The problem is that doesn't end up happening for a variety of reasons, as has
been pointed out elsewhere in comments and the article. Of course Groupon
would never tell potential customers of these flaws in the system.

FTA:

"The 32% that said they didn’t make a profit from the program reported that
customers rarely bought more than the coupon deal and few returned to the
business at a later date."

Tough to make a profit from Groupon when you don't get any additional business
from the groupon customers on top of what the groupon was for.

------
pvg
Why is it that various media outlets find the whole 'hyperlinking' thing so
hard?

The study author's page -

<http://www.ruf.rice.edu/~dholakia/>

The study itself

[http://www.ruf.rice.edu/~dholakia/Groupon%20Effectiveness%20...](http://www.ruf.rice.edu/~dholakia/Groupon%20Effectiveness%20Study,%20Sep%2028%202010.pdf)

------
toby1
Groupon is pursuing a slash and burn strategy. They churn through merchants
and spit them out. Their only goals are to increase revenues through

more cities more offers more revenue per offer higher share

Ultimately their interests are not aligned with those of their merchant
partners. They refuse to cap the quantity on offers. They push for 50%+
discounts. They do nothing to discourage breakage. They use good businesses to
attract their members but then they punish bad businesses with predatory
pricing. So good businesses erode their brand.

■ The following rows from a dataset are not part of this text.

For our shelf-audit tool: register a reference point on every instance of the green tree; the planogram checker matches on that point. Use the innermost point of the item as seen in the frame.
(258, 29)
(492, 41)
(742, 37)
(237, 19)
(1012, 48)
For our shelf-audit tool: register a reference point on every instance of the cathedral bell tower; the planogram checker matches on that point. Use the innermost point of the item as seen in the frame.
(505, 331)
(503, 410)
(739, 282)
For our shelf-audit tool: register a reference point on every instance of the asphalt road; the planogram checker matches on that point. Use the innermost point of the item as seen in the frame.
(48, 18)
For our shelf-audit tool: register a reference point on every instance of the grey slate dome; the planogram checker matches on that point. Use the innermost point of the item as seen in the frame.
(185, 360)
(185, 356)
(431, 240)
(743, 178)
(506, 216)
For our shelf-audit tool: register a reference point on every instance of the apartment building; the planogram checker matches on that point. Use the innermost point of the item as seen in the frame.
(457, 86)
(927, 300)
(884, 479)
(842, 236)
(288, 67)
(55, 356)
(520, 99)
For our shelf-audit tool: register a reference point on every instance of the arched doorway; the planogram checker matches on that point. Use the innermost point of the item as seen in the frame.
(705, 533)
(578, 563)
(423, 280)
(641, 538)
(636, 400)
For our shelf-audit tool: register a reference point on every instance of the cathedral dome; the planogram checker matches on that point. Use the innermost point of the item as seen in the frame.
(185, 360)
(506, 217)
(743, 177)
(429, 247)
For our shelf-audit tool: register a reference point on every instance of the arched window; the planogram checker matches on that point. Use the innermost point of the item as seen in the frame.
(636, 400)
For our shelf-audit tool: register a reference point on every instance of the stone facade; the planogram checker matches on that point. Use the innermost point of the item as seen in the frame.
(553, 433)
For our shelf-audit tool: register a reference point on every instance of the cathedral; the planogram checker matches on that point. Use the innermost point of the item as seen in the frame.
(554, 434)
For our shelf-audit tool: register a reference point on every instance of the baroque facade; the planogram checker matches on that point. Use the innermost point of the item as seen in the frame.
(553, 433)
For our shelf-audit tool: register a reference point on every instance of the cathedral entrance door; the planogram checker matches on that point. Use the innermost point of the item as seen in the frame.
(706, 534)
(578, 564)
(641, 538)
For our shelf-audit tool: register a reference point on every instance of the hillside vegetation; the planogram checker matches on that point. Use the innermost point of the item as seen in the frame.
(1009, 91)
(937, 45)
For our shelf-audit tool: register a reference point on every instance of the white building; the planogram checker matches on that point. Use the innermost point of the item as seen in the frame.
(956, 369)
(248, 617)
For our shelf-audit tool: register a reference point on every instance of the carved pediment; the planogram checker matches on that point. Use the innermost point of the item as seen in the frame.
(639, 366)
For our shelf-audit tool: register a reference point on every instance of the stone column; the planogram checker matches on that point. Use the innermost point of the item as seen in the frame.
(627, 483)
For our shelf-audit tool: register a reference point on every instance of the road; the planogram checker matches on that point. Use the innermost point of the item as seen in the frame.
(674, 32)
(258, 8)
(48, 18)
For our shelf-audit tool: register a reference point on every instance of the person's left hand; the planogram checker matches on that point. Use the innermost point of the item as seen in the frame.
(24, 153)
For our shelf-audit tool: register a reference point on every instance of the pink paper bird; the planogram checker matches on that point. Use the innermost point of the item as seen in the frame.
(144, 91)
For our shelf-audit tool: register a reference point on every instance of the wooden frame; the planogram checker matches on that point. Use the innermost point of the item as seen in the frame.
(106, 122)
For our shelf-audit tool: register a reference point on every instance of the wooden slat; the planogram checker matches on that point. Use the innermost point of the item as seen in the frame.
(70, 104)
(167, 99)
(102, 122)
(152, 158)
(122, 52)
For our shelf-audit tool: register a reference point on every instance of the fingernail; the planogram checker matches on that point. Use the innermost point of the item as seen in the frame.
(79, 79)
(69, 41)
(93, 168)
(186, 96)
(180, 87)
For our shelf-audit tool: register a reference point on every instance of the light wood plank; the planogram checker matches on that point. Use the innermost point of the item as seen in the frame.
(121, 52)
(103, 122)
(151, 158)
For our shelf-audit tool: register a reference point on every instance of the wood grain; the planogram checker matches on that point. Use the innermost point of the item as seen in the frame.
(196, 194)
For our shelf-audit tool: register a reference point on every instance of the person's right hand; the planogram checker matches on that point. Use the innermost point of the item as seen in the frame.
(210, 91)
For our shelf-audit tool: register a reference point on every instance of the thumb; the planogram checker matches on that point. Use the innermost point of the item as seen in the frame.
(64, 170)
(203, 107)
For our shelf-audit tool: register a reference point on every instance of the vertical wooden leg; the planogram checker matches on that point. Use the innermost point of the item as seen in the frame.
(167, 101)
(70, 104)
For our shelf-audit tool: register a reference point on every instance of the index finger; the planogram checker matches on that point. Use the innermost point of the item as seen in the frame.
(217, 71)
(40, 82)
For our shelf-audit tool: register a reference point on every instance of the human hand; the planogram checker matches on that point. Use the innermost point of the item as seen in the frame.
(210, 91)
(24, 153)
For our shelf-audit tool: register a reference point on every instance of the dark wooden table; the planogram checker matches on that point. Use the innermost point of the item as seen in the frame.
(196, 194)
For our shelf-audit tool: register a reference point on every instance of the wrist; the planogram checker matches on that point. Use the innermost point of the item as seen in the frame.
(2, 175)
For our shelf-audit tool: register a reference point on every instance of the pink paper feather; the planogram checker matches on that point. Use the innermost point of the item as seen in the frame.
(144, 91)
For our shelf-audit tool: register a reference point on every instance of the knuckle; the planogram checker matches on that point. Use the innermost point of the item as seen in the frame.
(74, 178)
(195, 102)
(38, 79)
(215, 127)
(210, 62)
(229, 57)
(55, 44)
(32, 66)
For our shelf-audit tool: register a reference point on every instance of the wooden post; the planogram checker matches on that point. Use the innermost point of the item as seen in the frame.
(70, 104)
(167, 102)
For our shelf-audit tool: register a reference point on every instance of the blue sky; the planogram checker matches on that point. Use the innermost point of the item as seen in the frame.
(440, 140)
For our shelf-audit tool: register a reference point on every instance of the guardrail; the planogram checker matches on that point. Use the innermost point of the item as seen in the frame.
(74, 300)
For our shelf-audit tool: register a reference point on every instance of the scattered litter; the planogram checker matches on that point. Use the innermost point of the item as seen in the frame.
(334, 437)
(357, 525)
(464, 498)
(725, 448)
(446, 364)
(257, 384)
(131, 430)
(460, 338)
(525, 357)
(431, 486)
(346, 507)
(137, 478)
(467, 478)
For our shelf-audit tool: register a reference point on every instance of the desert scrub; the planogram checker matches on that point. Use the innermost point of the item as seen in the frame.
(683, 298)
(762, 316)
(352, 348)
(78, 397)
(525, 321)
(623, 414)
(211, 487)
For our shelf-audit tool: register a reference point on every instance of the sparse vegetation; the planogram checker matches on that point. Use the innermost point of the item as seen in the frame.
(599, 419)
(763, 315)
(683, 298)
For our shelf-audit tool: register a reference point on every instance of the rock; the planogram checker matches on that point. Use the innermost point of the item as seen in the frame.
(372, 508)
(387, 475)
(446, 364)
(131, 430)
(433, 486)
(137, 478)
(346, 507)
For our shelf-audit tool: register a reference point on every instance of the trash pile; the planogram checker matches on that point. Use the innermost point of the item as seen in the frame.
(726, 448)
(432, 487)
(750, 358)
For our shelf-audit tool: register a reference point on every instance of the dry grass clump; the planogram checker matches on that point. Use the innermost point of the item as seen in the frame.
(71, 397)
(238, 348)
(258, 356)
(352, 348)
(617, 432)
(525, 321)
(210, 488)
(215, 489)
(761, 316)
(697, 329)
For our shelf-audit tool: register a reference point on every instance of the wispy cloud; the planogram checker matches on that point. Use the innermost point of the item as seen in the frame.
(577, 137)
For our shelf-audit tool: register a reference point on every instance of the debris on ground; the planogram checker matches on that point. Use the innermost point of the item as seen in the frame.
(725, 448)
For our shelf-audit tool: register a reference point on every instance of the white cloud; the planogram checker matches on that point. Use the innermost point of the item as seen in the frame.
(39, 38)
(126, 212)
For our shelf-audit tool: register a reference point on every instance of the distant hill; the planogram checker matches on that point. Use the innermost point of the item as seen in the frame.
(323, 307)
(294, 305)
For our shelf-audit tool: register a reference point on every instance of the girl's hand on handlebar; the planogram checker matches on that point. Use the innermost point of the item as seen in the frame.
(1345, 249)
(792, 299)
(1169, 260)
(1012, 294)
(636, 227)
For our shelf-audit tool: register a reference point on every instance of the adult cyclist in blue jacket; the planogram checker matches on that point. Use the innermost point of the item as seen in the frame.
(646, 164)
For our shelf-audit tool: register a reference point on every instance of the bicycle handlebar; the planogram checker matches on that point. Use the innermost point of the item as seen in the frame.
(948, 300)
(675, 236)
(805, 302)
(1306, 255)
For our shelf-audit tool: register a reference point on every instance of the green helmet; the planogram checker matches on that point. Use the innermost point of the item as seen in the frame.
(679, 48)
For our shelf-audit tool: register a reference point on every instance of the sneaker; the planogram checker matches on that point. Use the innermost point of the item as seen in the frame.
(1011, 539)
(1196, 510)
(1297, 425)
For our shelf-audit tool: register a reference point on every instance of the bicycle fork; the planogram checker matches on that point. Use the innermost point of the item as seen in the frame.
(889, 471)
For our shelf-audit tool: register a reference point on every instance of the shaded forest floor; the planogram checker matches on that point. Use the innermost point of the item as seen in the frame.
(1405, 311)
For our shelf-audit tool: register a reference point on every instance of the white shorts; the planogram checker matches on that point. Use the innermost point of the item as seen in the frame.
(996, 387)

Lots of problems here. Their model is far from broken (because there are so
many businesses and the unit economics still work for their members) but
someone will come along and fix this model for them.

------
brown9-2
Most of the complaints from the 40% that are saying "never again" seem to have
very little (if anything) to do with Groupon specifically, but rather the
entire idea of advertising on a group deal/bargain site:

 _Poor tips, too many customers, angry customers (due to lack of product or
wait time) are all potential side effects of a Groupon deal. The author of the
study, Utpal Dholakia said it was almost a given:

“Because the Groupon customer base is made up of deal-seekers and bargain
shoppers, they might not tip as well as an average customer or be willing to
purchase beyond the deal.”

This led to the finding that restaurants had the hardest time with Groupon
deals, where service business such as spas and salons fared better. The 32%
that said they didn’t make a profit from the program reported that customers
rarely bought more than the coupon deal and few returned to the business at a
later date._

It shouldn't be shocking to retailers that offering deep discounts on a
popular discount site is appealing mostly to people that only buy discounted
goods, but it seems that it is surprising to some.

------
Alex3917
If 60% of their customers want to participate on a regular basis then that's
more than enough to build a billion dollar business. I don't see where the
scandal is.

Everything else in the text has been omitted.